I'm not an expert, but I've seen a few articles here and there saying it's okay to learn a couple languages at once, though they generally advise against trying more than two or three.
If you're worried about confusing your French, I'd try a non-Romance language. I'd expect a language with a different alphabet/writing system would have little chance of being confused with French, languages like Russian, Vietnamese, Hebrew, etc. If you'd prefer a language sharing at least some letters with English/French, I've only just started it but I hear good things about the Norwegian course. I'm also enjoying Welsh.
That said, if you want to learn another Romance language, confusion might turn out to be a non-issue.
For you though, what factors make you like a given language? Do you prefer to learn languages spoken in many places throughout the world, or do you prefer learning unusual, less widespread languages? Does any particular language/culture have personal significance for you?

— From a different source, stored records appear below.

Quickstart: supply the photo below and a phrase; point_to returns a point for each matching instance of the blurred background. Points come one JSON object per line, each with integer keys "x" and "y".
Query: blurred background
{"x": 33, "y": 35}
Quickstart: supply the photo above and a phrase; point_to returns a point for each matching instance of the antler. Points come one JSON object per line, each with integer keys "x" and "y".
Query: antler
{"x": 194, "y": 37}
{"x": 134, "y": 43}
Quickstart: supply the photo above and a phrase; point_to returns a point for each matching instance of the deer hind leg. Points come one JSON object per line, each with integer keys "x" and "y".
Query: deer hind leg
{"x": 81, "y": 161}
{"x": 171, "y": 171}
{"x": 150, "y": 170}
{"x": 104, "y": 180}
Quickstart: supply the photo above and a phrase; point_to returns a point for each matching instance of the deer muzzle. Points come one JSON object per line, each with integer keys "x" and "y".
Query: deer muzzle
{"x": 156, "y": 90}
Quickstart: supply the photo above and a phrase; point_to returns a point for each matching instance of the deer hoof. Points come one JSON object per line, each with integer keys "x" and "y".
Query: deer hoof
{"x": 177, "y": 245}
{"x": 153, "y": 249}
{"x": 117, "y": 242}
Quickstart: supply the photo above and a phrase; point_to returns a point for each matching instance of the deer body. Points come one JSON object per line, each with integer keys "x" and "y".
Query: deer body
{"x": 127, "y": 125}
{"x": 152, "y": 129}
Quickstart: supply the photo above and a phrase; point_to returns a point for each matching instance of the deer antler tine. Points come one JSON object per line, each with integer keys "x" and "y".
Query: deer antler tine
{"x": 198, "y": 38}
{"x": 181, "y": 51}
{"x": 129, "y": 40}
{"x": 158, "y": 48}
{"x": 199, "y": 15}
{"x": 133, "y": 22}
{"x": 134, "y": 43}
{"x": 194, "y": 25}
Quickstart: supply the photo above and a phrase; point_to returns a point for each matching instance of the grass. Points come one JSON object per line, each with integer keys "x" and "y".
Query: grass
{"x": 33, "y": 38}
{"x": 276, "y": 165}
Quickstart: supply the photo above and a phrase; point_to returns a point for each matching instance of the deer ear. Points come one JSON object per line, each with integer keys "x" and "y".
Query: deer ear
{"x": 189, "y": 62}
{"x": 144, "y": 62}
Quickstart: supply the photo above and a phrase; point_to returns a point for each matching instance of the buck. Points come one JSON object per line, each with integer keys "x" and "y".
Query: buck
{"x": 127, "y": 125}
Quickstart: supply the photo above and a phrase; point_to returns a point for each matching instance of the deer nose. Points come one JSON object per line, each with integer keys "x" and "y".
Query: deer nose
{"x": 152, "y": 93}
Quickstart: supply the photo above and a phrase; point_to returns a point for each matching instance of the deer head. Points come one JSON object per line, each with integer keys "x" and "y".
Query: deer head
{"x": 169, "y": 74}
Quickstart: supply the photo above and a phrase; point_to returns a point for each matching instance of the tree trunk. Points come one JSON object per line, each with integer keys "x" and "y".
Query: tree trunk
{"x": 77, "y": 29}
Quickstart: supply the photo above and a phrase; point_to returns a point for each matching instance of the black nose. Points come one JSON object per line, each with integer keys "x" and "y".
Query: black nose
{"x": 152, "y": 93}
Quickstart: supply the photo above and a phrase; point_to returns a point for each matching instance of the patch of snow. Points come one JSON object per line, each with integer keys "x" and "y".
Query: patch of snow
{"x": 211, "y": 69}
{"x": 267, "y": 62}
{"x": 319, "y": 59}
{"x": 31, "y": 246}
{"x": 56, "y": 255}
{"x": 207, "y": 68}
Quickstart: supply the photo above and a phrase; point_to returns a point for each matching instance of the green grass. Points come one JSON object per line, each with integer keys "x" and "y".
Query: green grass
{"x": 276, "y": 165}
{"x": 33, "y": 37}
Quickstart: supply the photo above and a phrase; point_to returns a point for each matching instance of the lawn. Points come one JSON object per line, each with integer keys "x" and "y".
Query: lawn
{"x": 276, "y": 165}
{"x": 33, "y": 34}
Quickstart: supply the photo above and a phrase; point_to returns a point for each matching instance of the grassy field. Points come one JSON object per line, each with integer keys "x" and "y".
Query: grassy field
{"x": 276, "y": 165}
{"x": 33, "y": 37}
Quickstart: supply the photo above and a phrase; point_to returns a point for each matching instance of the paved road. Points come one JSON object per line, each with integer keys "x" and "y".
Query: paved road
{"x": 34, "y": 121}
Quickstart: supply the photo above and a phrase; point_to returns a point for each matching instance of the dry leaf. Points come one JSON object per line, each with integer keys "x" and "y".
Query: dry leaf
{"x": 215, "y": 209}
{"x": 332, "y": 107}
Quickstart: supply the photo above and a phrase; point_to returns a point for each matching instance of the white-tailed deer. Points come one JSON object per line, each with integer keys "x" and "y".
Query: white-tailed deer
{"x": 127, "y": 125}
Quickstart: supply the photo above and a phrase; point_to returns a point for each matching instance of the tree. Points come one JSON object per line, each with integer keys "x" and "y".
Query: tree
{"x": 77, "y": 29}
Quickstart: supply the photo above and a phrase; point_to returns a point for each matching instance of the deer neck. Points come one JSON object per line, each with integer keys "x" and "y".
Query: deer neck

If you live in/close to a place with a high proportion of immigrants from any one country in particular, you might consider learning that language. Higher chance of speaking face-to-face with native speakers/fellow learners, and I'd expect you'd have decent luck finding things like newspapers and used books in that language. Plus, depending on the size of the community, they might have cultural festivals or other events you could attend.
As long as you don't choose a language that's too similar too French it should be okay:) My suggestion is Norwegian because I think it's a very beautiful language and because the Norwegian tree is the best developed tree I've seen up to now and has lots of funny sentences in it. The norwegian pronounciation is relatively easy and the grammar isn't too complicated either.:)
This question gets asked a lot on these forums. The consensus seems to be that you'd learn each language slower, you might get confused sometimes, and you might find it frustrating, but if you really want to learn two languages, then why not?
It depends what you want; if you have a broad curiosity, learn two at once, but if you want to gain proficiency, learn one at a time.